#TPQ5: DARE WILLIAMS

Magical Negro – Morgan Parker

Using an American cinema trope as a frame to discuss placement of where she sees herself or doesn’t see herself in the context of culture Morgan Parker’s Magical Negro is spectacular in its usage of colloquial language. The book uses tools of ethnography and anthropology to discover and discuss the placement of the black female body in America. Unapologetic in its references, it is a book joining the conversation of astute modern intellects.

Inferno – Eileen Myles

Inferno by Eileen Myles is a true gift, a writer’s book. A writer’s journey weaving their way through their queer life in New York City. The author explicitly speaks to the obsessions and sadness the drives us to daringly call ourselves writers. A book that every young writer should read and digest.

The Tradition – Jericho Brown

The poems in Jericho Brown’s The Tradition comment on cultural crisis and speaks from the black body. His lyric moves through the collection asking readers to explore complacency in how we have grown accustomed to terror and how love and beauty heals us. Employing new forms such as the duplex, Jericho’s voice is urgent and necessary.
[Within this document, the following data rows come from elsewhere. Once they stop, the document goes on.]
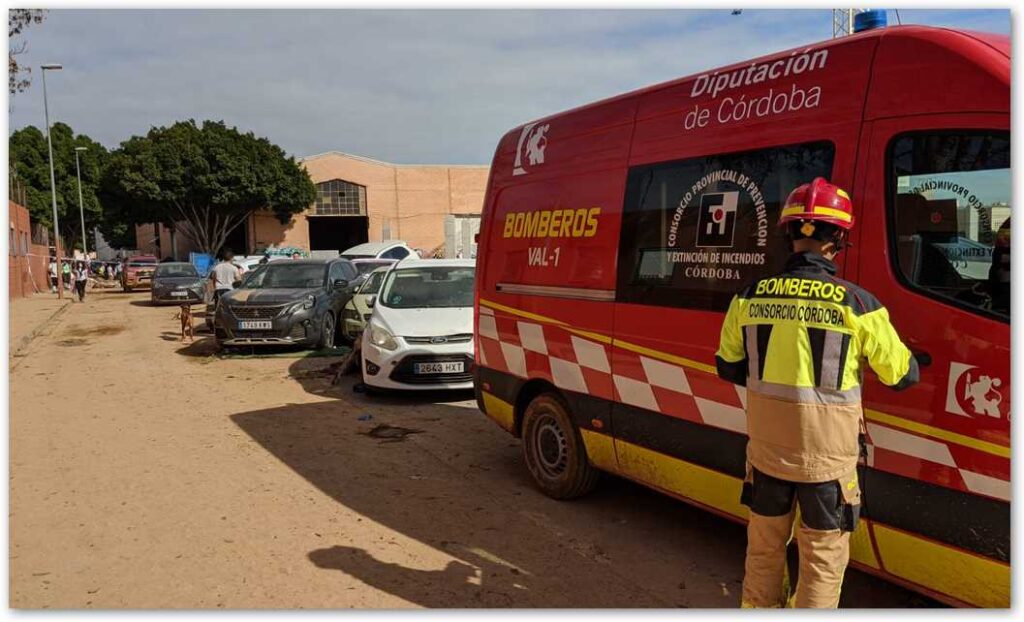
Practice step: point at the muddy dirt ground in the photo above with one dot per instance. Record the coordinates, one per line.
(150, 473)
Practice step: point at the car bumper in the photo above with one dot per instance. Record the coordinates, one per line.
(162, 297)
(394, 369)
(298, 328)
(352, 328)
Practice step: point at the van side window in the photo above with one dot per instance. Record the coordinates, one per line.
(695, 232)
(949, 216)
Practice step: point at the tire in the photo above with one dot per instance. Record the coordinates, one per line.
(553, 450)
(328, 332)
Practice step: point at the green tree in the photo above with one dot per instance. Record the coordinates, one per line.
(30, 164)
(206, 179)
(17, 21)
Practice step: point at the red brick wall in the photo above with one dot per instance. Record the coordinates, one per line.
(27, 262)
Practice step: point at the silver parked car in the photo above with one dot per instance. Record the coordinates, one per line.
(177, 282)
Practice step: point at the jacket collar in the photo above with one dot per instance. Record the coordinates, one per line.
(809, 261)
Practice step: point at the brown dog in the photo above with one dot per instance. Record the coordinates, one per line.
(184, 314)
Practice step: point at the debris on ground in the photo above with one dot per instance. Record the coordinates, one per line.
(390, 433)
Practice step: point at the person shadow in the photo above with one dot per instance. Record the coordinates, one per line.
(457, 584)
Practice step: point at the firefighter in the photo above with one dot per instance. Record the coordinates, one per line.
(797, 340)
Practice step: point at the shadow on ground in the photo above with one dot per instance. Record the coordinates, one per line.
(472, 499)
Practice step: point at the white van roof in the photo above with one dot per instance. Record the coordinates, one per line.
(372, 248)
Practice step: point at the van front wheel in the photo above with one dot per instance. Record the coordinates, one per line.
(554, 450)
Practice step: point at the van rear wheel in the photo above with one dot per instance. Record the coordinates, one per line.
(554, 451)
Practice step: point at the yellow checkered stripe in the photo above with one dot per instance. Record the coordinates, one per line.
(819, 210)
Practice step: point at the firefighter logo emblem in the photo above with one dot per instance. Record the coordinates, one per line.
(717, 219)
(972, 392)
(529, 152)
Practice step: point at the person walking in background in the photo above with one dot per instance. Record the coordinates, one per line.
(66, 273)
(223, 276)
(81, 276)
(53, 276)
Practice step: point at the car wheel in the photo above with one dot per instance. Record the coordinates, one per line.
(328, 332)
(554, 451)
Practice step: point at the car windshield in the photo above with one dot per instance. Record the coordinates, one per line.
(253, 276)
(176, 270)
(373, 284)
(287, 276)
(369, 266)
(429, 287)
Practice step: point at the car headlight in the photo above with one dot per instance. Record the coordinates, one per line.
(308, 302)
(382, 337)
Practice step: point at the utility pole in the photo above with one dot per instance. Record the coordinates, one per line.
(843, 21)
(53, 185)
(81, 208)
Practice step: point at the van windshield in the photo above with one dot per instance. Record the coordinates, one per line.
(438, 287)
(176, 270)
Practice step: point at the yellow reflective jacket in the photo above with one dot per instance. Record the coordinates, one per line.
(797, 341)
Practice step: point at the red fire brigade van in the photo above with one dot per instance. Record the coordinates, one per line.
(614, 235)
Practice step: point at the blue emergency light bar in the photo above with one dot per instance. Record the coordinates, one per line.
(868, 19)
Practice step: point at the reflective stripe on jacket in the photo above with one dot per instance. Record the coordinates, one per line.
(797, 340)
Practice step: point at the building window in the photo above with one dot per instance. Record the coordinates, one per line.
(339, 198)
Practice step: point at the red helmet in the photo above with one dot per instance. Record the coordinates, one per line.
(818, 201)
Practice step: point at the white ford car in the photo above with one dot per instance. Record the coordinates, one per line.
(420, 334)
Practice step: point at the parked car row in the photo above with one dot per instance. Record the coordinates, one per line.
(411, 319)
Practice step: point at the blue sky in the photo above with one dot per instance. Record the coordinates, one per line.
(406, 86)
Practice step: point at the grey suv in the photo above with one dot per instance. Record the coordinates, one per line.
(289, 302)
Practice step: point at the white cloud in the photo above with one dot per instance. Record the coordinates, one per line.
(404, 86)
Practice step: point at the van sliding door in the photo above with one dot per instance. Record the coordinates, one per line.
(694, 233)
(935, 224)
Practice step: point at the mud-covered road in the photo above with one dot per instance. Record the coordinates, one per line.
(150, 473)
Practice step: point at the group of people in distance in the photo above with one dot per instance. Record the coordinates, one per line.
(74, 275)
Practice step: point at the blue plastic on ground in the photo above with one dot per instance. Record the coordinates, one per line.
(202, 261)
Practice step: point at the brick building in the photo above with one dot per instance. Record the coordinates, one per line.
(357, 200)
(28, 254)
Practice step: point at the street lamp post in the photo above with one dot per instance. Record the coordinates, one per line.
(81, 208)
(53, 187)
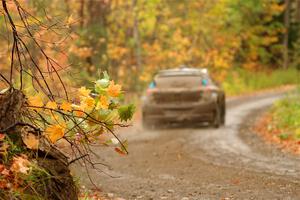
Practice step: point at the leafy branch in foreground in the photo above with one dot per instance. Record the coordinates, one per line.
(35, 117)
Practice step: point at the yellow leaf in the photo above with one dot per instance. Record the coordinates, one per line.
(84, 92)
(31, 141)
(66, 106)
(103, 103)
(36, 101)
(51, 105)
(20, 165)
(113, 89)
(55, 132)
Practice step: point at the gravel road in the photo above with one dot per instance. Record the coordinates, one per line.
(200, 163)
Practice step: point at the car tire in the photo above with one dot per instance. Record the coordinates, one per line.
(146, 123)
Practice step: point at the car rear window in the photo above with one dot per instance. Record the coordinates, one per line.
(178, 81)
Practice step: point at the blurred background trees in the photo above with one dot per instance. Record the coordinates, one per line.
(132, 39)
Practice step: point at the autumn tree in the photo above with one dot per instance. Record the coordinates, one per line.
(38, 112)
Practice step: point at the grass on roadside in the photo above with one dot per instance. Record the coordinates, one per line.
(243, 82)
(281, 124)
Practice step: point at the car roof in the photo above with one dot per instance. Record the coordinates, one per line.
(182, 71)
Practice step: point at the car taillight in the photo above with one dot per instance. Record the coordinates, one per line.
(204, 82)
(152, 85)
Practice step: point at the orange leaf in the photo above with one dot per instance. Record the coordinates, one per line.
(113, 89)
(55, 132)
(2, 136)
(118, 150)
(103, 103)
(31, 141)
(66, 106)
(36, 101)
(51, 105)
(84, 92)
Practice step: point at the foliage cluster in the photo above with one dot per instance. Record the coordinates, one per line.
(133, 39)
(242, 81)
(286, 117)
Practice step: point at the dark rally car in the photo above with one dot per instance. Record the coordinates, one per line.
(183, 95)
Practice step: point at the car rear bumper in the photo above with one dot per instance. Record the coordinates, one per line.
(192, 112)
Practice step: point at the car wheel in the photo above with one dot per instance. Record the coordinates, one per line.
(146, 123)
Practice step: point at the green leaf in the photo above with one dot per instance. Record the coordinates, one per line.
(126, 112)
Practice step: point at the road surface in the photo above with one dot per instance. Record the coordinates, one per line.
(200, 163)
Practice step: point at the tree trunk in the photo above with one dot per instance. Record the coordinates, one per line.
(286, 34)
(60, 185)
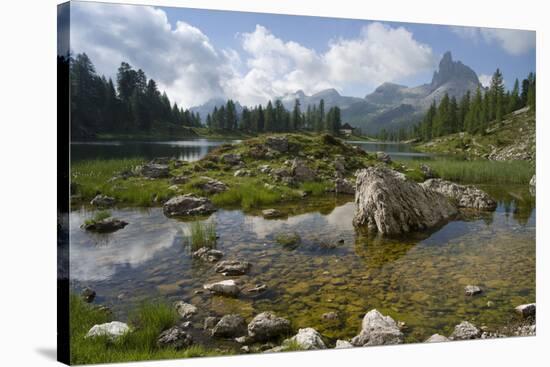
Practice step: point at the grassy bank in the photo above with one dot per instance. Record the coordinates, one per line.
(480, 171)
(147, 322)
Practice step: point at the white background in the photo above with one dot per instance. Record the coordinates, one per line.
(28, 182)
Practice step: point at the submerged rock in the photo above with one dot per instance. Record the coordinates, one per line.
(88, 295)
(175, 337)
(225, 288)
(103, 201)
(185, 310)
(208, 254)
(389, 203)
(155, 170)
(343, 344)
(230, 326)
(436, 338)
(472, 290)
(188, 204)
(233, 267)
(113, 330)
(526, 310)
(105, 226)
(464, 196)
(344, 186)
(307, 339)
(267, 326)
(377, 329)
(465, 331)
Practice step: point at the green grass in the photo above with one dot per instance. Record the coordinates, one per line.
(92, 177)
(147, 322)
(480, 171)
(202, 235)
(98, 217)
(289, 240)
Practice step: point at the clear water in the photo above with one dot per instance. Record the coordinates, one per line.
(419, 280)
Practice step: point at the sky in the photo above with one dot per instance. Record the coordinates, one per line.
(195, 55)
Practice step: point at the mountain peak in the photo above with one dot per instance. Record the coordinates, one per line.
(450, 70)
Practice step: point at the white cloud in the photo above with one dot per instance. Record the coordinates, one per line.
(185, 63)
(485, 79)
(515, 42)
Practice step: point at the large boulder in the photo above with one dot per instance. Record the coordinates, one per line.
(464, 196)
(377, 329)
(267, 326)
(230, 326)
(232, 267)
(175, 337)
(225, 288)
(188, 204)
(301, 171)
(113, 330)
(106, 225)
(103, 201)
(208, 254)
(465, 331)
(155, 170)
(308, 339)
(389, 203)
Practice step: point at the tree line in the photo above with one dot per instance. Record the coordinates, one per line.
(134, 104)
(473, 112)
(274, 117)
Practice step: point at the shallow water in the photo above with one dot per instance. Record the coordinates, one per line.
(419, 280)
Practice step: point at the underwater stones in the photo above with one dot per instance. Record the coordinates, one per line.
(377, 329)
(472, 290)
(155, 170)
(232, 267)
(278, 143)
(436, 338)
(389, 203)
(267, 326)
(185, 310)
(271, 213)
(344, 186)
(464, 196)
(465, 331)
(230, 326)
(343, 344)
(225, 288)
(105, 226)
(211, 186)
(207, 254)
(175, 337)
(307, 339)
(526, 310)
(301, 171)
(188, 204)
(103, 201)
(231, 159)
(88, 295)
(113, 330)
(383, 157)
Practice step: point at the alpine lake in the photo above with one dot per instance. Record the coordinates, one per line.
(418, 279)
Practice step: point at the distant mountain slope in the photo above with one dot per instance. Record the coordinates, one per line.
(391, 106)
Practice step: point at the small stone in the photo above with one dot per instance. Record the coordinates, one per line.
(472, 290)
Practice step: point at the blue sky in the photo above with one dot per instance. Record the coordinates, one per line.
(200, 54)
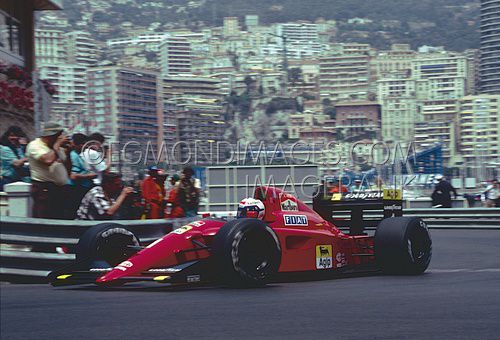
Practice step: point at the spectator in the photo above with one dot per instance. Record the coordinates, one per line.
(493, 194)
(358, 187)
(378, 184)
(103, 202)
(153, 193)
(13, 161)
(174, 209)
(80, 178)
(441, 197)
(188, 193)
(94, 156)
(335, 186)
(47, 157)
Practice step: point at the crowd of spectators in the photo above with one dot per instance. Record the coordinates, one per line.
(71, 178)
Incendiary Art – Patricia Smith

Patricia Smith’s Incendiary Art is an exploration and interrogation of grief. Using classical forms, the poems comment on violence against the black body; poems as elegies. The speaker is a witness to mothers’ pain, history unfolding and repeating, a warning call that we must listen to.

Toni Morrison

Toni Morrison’s writing moves me in ways that have changed me as writer. She taught me to look at my own complacency when it came to whiteness and the role it plays in all areas of life. The way she wrote about black people, black families, the black experience. She also taught me about how to write of a place. Now that she’s gone, no one can write a good sentence.


Dare Williams is a 2019 PEN America Emerging Voices Fellow. He is an HIV-positive poet, artist, activist native to Southern California. Dare’s poetry has been featured in Cultural Weekly and elsewhere. An alum of John Ashbury Home School Claremont, he is currently working on a poetry collection confronting the erasure of queer culture.